CONCLUSION: A SYNTHESIS IS NEEDED

So where are we? We lack certainty in dealing with evidence elicited by hypnosis or recall alone. We need corroborating evidence: other people’s testimony to an observer being abducted (e.g., the Linda case), missing or found in a disordered state after a hypnotically recalled abduction experience. Or else we need corroborating physical evidence of an abduction: evidence that something has been around to confirm the abductee’s report of being abducted into something. This is no more or no less than the kind of evidence we need to corroborate UFO reports. After all, a UFO report is no less a report of personal experience than is an abduction report.

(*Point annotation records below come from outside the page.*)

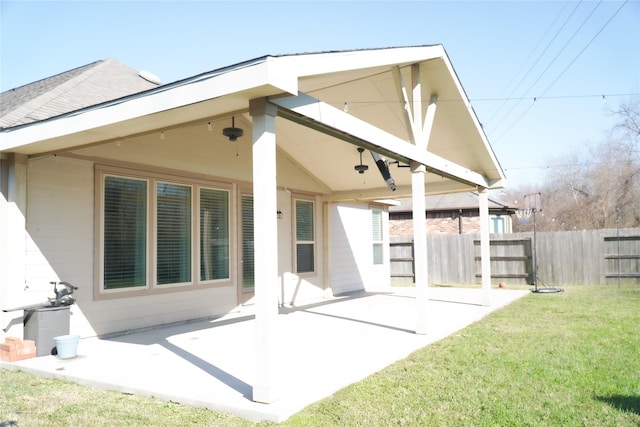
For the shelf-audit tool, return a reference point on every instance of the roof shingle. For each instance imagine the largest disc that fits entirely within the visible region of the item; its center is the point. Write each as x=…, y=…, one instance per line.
x=91, y=84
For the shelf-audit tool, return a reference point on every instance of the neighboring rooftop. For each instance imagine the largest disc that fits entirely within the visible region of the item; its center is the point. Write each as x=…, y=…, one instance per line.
x=91, y=84
x=448, y=202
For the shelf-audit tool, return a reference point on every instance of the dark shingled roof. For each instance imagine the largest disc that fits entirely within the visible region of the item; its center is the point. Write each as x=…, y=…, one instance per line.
x=91, y=84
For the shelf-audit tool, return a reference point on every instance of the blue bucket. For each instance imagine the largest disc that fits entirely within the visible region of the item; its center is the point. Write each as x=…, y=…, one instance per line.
x=67, y=346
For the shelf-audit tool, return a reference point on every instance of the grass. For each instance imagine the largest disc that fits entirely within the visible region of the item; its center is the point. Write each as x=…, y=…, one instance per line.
x=570, y=359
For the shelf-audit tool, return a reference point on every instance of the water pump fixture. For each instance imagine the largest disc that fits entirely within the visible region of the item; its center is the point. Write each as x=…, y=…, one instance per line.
x=62, y=298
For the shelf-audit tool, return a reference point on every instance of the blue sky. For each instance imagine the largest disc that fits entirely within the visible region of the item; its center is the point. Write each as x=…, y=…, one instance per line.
x=535, y=71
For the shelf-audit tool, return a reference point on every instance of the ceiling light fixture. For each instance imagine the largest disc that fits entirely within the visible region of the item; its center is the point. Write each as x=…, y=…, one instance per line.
x=361, y=168
x=233, y=133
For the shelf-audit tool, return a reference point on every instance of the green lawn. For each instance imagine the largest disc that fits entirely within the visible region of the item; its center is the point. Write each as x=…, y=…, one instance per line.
x=567, y=359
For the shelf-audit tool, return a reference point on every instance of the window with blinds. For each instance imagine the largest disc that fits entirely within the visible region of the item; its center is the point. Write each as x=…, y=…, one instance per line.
x=125, y=232
x=376, y=236
x=173, y=233
x=247, y=260
x=157, y=233
x=214, y=234
x=305, y=240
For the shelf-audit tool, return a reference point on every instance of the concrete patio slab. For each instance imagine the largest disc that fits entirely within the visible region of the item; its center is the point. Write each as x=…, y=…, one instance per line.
x=323, y=348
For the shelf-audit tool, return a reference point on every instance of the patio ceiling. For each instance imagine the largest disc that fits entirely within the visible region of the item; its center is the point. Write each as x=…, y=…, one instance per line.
x=359, y=85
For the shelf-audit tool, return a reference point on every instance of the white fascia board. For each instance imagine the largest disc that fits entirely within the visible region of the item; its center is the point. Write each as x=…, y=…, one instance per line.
x=473, y=117
x=148, y=103
x=333, y=62
x=315, y=114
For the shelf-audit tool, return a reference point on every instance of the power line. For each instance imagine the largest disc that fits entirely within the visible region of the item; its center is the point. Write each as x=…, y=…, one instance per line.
x=539, y=56
x=568, y=66
x=547, y=68
x=584, y=48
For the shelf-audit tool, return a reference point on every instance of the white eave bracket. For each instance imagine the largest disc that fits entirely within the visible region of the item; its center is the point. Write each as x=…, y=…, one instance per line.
x=315, y=114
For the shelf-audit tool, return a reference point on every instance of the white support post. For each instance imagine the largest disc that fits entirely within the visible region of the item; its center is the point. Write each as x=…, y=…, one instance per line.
x=265, y=235
x=420, y=246
x=485, y=248
x=13, y=235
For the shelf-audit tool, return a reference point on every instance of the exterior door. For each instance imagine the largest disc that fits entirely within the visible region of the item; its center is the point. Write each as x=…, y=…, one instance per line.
x=246, y=256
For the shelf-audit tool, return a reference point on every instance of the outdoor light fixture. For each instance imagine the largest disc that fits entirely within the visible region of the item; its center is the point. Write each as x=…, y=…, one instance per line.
x=361, y=168
x=233, y=133
x=383, y=167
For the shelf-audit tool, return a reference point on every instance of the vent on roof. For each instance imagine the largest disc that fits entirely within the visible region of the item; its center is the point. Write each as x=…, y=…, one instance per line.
x=152, y=78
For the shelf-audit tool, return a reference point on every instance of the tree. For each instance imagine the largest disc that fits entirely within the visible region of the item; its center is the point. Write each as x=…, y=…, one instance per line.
x=597, y=187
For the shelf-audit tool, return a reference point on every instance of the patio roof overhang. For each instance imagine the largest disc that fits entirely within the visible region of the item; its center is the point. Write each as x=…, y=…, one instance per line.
x=383, y=100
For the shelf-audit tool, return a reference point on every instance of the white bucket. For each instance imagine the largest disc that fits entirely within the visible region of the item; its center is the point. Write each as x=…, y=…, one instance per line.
x=67, y=346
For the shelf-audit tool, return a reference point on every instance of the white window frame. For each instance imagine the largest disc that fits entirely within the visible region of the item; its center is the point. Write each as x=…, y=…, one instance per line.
x=152, y=178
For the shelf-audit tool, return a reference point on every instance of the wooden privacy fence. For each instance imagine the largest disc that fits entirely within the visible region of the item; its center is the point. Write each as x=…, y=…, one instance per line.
x=568, y=257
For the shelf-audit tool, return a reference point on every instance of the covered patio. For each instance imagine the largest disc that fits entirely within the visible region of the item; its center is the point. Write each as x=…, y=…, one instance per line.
x=306, y=121
x=323, y=348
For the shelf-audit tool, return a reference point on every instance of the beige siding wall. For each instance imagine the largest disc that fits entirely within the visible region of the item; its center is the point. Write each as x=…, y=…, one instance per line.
x=60, y=246
x=351, y=259
x=60, y=223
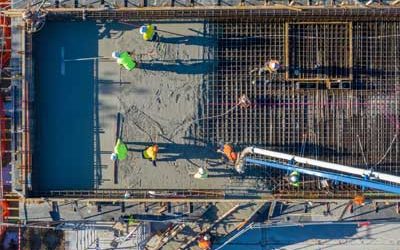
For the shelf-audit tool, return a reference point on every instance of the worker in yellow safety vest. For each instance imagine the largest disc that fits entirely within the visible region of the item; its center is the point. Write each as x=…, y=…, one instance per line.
x=150, y=153
x=294, y=179
x=204, y=242
x=125, y=59
x=201, y=174
x=228, y=151
x=120, y=151
x=149, y=32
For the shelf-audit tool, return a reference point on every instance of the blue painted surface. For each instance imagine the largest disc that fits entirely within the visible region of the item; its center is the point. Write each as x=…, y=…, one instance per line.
x=63, y=147
x=331, y=176
x=279, y=237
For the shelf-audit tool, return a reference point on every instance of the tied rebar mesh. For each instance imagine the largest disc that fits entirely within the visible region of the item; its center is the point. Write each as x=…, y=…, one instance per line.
x=353, y=120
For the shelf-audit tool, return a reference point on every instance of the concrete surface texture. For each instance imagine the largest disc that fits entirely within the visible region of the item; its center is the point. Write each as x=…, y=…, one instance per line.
x=158, y=103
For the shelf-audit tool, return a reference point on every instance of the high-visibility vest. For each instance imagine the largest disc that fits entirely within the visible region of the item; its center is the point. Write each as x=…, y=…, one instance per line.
x=295, y=183
x=150, y=153
x=126, y=60
x=230, y=154
x=121, y=150
x=148, y=35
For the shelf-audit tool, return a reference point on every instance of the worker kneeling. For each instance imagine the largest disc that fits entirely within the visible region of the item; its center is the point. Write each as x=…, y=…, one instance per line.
x=201, y=174
x=150, y=153
x=228, y=151
x=125, y=60
x=149, y=32
x=294, y=179
x=120, y=151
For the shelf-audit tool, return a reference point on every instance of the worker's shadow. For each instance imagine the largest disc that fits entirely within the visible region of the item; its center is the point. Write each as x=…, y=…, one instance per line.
x=170, y=152
x=187, y=40
x=179, y=67
x=112, y=30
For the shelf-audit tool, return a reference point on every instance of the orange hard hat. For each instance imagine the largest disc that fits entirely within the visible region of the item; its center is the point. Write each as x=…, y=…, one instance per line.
x=234, y=156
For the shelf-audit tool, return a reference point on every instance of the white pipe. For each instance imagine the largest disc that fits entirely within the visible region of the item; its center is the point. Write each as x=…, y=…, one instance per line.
x=322, y=164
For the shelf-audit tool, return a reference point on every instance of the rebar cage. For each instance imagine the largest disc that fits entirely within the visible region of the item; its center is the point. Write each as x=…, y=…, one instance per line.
x=336, y=97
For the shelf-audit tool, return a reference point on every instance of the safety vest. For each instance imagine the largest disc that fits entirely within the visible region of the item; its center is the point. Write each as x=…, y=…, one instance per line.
x=148, y=35
x=126, y=60
x=121, y=150
x=150, y=153
x=230, y=154
x=202, y=175
x=296, y=183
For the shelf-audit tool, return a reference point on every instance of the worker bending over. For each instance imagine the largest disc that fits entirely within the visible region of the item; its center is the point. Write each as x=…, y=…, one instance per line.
x=228, y=151
x=120, y=151
x=149, y=32
x=125, y=59
x=294, y=179
x=271, y=66
x=202, y=173
x=150, y=153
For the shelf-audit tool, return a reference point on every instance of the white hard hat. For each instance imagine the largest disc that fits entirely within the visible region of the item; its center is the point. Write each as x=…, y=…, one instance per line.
x=274, y=65
x=201, y=171
x=113, y=157
x=115, y=54
x=143, y=29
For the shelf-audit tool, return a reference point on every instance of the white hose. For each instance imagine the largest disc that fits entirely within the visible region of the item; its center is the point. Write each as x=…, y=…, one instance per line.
x=322, y=164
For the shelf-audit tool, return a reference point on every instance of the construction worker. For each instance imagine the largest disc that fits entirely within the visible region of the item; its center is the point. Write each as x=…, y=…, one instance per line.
x=120, y=151
x=201, y=174
x=227, y=150
x=204, y=242
x=294, y=179
x=270, y=66
x=149, y=32
x=151, y=153
x=125, y=60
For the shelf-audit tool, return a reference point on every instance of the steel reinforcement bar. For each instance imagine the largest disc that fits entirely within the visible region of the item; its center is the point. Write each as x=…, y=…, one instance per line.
x=285, y=13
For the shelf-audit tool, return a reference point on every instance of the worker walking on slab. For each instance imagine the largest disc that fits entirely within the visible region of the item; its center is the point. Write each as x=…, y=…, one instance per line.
x=294, y=179
x=204, y=242
x=150, y=153
x=202, y=173
x=120, y=151
x=228, y=151
x=149, y=32
x=125, y=59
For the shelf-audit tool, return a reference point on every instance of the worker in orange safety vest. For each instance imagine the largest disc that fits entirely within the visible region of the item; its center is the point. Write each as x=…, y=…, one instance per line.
x=228, y=151
x=204, y=242
x=150, y=153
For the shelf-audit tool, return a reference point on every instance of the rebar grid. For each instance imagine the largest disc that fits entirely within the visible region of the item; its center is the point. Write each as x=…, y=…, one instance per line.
x=356, y=125
x=318, y=51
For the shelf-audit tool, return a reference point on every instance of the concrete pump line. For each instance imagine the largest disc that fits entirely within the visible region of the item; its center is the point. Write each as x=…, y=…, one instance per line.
x=322, y=164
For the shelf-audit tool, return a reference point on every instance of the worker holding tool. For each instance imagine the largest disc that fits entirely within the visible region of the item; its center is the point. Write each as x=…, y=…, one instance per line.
x=294, y=179
x=228, y=151
x=149, y=32
x=202, y=173
x=120, y=151
x=271, y=66
x=125, y=59
x=150, y=153
x=204, y=242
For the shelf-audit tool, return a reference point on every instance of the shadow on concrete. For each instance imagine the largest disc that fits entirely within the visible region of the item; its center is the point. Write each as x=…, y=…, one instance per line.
x=187, y=40
x=112, y=29
x=279, y=237
x=179, y=67
x=174, y=151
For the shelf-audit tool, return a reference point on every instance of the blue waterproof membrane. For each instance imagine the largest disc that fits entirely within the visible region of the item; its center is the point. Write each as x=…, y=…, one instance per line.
x=64, y=98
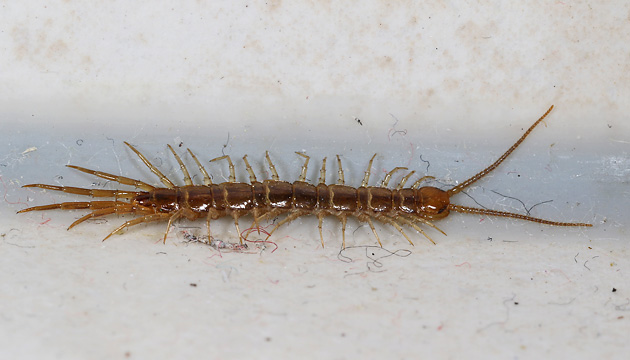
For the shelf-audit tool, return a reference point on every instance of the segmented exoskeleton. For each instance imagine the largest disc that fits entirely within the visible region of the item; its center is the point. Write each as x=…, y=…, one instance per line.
x=412, y=206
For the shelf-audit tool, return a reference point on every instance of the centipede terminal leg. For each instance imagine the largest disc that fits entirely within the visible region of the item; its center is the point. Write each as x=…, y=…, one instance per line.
x=144, y=219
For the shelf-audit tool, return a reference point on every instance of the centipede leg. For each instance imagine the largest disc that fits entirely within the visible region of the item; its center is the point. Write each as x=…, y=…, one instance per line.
x=426, y=222
x=166, y=181
x=343, y=229
x=341, y=180
x=410, y=223
x=292, y=216
x=369, y=221
x=238, y=228
x=208, y=218
x=119, y=208
x=393, y=223
x=389, y=175
x=322, y=172
x=74, y=206
x=304, y=167
x=206, y=178
x=320, y=216
x=274, y=173
x=144, y=219
x=250, y=171
x=187, y=179
x=176, y=215
x=231, y=167
x=269, y=214
x=119, y=179
x=366, y=177
x=88, y=192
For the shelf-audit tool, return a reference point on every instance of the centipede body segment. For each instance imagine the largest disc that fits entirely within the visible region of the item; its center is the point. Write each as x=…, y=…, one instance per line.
x=401, y=207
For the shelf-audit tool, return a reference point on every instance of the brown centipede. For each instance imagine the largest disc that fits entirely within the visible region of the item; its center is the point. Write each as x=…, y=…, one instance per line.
x=401, y=206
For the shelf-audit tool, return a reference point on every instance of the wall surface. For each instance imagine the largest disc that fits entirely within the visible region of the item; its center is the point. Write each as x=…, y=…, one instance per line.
x=440, y=88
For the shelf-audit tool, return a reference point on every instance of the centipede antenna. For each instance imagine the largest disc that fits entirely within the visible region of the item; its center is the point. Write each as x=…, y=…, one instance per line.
x=341, y=181
x=206, y=178
x=250, y=171
x=366, y=178
x=187, y=179
x=119, y=179
x=274, y=173
x=404, y=180
x=494, y=165
x=417, y=183
x=322, y=174
x=168, y=183
x=389, y=175
x=303, y=174
x=232, y=173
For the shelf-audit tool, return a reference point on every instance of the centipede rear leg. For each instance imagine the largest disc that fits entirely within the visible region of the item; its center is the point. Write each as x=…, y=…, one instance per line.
x=140, y=220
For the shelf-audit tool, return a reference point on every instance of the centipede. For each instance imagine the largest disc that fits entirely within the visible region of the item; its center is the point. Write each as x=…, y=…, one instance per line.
x=416, y=207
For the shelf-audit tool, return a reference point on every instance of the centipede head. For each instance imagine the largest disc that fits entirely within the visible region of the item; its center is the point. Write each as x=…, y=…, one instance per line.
x=432, y=202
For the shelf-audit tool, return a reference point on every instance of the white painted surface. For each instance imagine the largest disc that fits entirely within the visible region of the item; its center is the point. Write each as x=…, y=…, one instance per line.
x=455, y=84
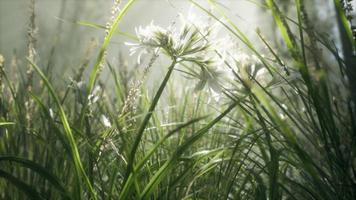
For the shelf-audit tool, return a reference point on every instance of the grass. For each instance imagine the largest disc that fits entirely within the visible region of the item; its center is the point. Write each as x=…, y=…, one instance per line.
x=277, y=130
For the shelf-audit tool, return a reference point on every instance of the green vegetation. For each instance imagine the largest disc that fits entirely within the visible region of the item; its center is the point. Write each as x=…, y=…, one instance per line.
x=274, y=123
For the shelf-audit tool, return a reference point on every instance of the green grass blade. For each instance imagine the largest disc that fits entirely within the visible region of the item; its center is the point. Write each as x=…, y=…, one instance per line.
x=40, y=170
x=68, y=132
x=28, y=190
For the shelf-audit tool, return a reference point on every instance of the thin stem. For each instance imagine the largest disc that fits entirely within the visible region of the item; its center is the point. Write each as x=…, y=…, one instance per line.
x=148, y=117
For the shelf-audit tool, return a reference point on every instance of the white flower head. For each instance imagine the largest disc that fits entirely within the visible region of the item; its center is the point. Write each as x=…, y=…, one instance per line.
x=147, y=42
x=106, y=122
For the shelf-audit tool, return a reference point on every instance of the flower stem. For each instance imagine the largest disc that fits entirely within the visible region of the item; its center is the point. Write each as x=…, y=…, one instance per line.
x=148, y=117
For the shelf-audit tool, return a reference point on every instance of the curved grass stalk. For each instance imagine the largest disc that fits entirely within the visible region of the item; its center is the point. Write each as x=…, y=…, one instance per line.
x=130, y=165
x=100, y=57
x=74, y=152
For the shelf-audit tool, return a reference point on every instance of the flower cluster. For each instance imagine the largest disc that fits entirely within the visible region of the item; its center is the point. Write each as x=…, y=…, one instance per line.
x=218, y=65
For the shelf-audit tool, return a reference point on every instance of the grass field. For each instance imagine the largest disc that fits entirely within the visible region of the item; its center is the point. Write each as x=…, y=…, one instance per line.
x=227, y=117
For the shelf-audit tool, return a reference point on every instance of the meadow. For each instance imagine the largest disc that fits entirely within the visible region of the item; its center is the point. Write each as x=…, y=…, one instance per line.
x=225, y=116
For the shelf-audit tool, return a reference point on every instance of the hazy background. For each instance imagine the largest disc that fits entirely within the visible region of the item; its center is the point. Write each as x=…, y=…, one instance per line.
x=57, y=29
x=55, y=21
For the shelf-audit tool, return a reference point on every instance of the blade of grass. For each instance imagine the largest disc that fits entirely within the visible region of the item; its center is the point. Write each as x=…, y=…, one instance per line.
x=68, y=133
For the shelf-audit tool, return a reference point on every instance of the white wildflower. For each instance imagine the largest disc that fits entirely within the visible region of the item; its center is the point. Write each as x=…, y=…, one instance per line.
x=106, y=122
x=147, y=42
x=94, y=95
x=51, y=113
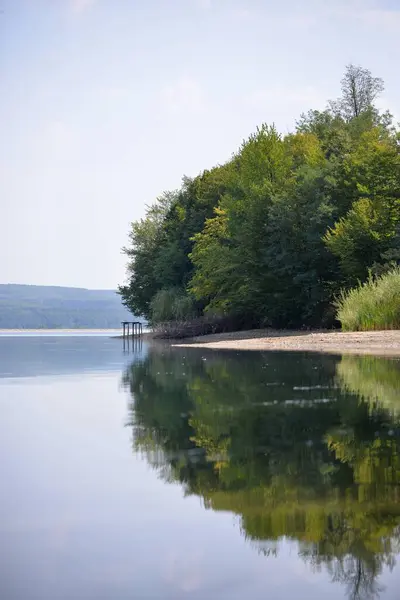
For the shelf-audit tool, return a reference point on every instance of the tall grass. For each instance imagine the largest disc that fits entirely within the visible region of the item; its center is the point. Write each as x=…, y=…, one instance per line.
x=373, y=305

Even book-length compendiums of single or multiple cases need to respect the scientifically educated public’s requirement that the methods of investigation be explained clearly enough so that the techniques can be both criticized and repeated by others. Understandably but unfortunately, the current practice (for obvious financial and personal reasons) has been for each serious and productive investigator to present his or her own findings in a maximally attractive public package, in order to reap the personal rewards for the effort made, since there are absolutely no academic or “establishment” financial or social rewards for being a conscientious and intelligent UFO or abduction researcher which would compensate anyone for the time and effort expended. There is now, however, both a place for and an intellectual demand for a methodological and empirical synthesis of current good abduction research, just as there are a similar need and demand for an equivalent review and synthesis of the past thirty years of UFO research. Such a synthesis would have to address the methodological issues raised in this essay, as well as the rich store of excellent abduction and UFO data which have been collected, weighed, and evaluated by the current generation of UFO and abduction researchers.